Debi also shares a simple tip to help with mental clutter over the physical one. Pick your task and see it through to completion or until the allocated time you have given it has elapsed.
“Don’t try to respond to messages simultaneously like writing an email campaign or creating social media content. Keeping focused on one task at a time makes a better and more effective result – often in less time.”
Practice transitioning from working to living
When you work from home, the line between home- and work-life blurs, and you may feel constantly alert to your work.
Every so often, leadership coach Katy Hope recommends changing work locations when working from home.
“Variety is essential in keeping up your energy and your focus. It could be moving from the home office to the garden or a local café.”
With your office within walking distance, it can be challenging to stop working and unwind to spend time with your loved ones.
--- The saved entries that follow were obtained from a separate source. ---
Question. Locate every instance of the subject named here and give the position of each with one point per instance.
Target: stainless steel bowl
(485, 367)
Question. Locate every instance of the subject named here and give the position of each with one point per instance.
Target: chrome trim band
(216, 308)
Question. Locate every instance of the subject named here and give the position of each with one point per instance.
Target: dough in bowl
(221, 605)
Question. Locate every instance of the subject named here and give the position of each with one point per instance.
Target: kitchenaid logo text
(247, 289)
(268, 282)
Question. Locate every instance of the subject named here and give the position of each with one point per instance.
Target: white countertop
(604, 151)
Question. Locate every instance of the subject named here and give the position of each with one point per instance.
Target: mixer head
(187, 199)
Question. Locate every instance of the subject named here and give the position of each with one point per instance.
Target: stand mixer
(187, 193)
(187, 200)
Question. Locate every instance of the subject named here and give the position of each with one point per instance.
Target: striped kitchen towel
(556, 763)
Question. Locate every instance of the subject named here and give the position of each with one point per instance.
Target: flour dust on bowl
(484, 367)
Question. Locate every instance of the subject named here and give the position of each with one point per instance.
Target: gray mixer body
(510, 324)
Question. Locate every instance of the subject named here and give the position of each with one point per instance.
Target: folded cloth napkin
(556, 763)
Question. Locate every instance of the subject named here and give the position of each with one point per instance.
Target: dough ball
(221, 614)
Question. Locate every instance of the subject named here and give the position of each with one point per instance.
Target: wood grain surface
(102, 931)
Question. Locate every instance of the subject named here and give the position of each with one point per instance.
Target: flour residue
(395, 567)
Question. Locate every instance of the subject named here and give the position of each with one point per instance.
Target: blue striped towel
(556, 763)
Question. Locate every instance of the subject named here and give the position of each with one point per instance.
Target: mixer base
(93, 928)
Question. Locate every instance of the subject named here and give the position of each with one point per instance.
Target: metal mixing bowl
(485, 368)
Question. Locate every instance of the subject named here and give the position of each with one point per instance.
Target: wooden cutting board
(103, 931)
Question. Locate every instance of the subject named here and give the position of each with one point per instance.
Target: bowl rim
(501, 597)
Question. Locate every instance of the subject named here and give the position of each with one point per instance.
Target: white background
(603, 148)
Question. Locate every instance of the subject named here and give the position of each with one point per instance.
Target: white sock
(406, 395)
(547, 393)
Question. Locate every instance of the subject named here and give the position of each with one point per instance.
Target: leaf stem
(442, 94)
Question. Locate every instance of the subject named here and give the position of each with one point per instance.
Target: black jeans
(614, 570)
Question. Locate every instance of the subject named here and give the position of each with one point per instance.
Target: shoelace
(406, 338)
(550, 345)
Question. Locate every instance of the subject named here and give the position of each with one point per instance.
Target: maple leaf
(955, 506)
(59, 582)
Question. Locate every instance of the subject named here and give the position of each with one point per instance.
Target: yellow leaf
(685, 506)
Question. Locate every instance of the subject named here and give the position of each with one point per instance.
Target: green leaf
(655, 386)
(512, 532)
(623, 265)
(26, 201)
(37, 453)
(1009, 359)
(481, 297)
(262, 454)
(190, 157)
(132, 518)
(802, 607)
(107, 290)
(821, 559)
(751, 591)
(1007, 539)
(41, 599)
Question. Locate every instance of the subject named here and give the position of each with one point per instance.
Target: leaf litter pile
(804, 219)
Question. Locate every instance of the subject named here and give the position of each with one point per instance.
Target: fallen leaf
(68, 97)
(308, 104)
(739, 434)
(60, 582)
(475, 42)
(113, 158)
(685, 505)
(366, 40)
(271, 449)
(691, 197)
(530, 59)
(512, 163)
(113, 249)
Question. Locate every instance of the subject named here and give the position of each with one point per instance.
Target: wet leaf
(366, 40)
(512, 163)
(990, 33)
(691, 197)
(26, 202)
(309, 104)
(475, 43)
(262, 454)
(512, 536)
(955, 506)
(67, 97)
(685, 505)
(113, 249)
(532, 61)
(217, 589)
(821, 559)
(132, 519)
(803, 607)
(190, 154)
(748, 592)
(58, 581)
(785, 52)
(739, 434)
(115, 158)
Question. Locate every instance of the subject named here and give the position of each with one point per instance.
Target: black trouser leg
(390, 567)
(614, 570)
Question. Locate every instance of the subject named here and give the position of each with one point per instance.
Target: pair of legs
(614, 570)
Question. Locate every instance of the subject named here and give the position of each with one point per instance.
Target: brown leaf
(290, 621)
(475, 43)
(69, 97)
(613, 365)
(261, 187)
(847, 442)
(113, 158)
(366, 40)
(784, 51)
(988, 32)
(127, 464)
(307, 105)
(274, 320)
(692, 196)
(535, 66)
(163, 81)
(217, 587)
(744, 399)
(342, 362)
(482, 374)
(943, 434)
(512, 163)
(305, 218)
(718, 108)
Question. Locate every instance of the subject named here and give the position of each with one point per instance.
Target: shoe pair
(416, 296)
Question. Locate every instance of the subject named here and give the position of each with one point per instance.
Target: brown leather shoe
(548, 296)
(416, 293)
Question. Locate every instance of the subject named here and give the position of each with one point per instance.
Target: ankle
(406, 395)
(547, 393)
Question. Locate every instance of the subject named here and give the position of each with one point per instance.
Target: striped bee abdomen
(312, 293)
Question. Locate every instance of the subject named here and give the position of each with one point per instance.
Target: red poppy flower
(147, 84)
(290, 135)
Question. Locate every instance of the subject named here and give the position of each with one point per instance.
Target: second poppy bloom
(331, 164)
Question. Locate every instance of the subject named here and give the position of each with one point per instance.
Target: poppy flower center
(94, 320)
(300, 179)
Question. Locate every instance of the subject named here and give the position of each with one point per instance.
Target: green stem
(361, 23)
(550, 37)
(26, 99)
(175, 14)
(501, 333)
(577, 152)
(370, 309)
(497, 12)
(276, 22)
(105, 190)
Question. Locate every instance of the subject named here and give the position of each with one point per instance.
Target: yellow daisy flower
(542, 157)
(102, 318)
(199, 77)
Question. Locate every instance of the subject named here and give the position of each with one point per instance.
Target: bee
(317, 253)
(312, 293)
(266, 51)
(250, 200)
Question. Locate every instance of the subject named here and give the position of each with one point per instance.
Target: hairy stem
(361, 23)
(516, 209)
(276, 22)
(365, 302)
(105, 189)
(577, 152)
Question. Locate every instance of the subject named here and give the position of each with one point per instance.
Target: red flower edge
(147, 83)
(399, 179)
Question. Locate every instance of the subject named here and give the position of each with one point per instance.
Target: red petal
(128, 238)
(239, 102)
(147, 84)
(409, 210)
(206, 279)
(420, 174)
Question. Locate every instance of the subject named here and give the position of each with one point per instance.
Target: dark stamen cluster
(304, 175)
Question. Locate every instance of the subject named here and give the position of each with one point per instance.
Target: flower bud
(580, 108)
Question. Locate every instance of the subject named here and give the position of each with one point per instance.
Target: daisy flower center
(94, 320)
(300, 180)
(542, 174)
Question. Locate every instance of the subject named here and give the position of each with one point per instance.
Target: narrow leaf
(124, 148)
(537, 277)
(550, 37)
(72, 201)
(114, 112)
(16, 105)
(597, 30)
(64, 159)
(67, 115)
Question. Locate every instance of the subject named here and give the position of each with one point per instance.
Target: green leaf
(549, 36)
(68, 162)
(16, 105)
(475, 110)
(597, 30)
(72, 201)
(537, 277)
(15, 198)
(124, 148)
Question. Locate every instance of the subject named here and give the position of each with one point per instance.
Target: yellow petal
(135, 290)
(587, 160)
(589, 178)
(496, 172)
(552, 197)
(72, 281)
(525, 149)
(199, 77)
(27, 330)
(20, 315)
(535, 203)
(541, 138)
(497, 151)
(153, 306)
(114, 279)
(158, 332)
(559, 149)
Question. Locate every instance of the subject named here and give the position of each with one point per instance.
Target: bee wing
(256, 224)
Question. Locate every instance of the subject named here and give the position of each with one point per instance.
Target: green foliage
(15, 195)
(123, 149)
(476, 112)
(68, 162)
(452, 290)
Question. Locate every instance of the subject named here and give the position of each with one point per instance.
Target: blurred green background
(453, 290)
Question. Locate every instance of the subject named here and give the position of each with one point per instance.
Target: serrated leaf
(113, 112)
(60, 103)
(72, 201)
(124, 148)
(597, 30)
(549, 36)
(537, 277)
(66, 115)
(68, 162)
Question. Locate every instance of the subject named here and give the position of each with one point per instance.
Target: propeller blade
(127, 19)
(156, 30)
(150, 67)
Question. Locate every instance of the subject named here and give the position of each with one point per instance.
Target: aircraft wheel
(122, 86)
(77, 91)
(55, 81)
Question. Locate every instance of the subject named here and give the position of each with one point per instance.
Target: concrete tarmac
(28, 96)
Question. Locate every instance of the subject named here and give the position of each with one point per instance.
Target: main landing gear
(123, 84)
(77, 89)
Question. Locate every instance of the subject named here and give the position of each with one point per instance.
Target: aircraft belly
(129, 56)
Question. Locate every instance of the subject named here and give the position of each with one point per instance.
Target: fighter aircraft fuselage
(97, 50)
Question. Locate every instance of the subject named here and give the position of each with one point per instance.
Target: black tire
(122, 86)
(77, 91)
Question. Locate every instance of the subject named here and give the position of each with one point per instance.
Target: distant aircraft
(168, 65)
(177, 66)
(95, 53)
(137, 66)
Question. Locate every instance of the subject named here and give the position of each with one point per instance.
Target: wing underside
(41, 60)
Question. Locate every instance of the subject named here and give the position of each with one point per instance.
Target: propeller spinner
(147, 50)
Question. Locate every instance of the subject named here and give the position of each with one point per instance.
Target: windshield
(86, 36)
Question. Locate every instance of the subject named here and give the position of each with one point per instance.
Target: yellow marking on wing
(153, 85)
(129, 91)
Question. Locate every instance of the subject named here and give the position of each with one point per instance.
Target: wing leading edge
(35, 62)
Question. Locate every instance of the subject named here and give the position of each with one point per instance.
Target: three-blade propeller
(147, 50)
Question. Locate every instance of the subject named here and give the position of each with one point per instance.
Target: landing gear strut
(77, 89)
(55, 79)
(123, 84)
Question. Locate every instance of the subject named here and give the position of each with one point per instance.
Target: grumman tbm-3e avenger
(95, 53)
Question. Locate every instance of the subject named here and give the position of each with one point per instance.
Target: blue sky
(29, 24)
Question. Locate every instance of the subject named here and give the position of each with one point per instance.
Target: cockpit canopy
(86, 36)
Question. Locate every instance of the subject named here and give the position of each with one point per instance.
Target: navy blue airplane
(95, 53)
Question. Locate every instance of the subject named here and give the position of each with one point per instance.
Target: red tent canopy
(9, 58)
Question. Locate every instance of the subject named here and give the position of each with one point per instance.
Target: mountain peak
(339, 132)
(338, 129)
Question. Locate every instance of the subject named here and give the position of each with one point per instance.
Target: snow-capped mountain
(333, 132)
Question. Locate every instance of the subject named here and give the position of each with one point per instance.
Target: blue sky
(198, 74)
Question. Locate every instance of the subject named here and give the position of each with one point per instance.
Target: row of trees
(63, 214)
To make the transition easier, create a new habit or ritual that symbolises the end of your working day.
Katy shares another trick that worked for her. “Try leaving the house by the front door as though you are commuting to work and entering again through the back door to start work. Then reverse the process when you’re ready to sign off for the day.”
Your habit could be something physical – taking your dog for a walk, going for a run or changing into different clothes – or something mindful – yoga, meditation or reflecting on the day.
Whatever it is, make sure it is something that transitions you to a relaxed and calm version of yourself and aligns with your lifestyle and passions to ensure you maintain the new habit.
We all need space and time away from our work – as that’s where the creativity and inspiration flow. We need disconnection for more connection, which will keep you more focused and energised for your next working day.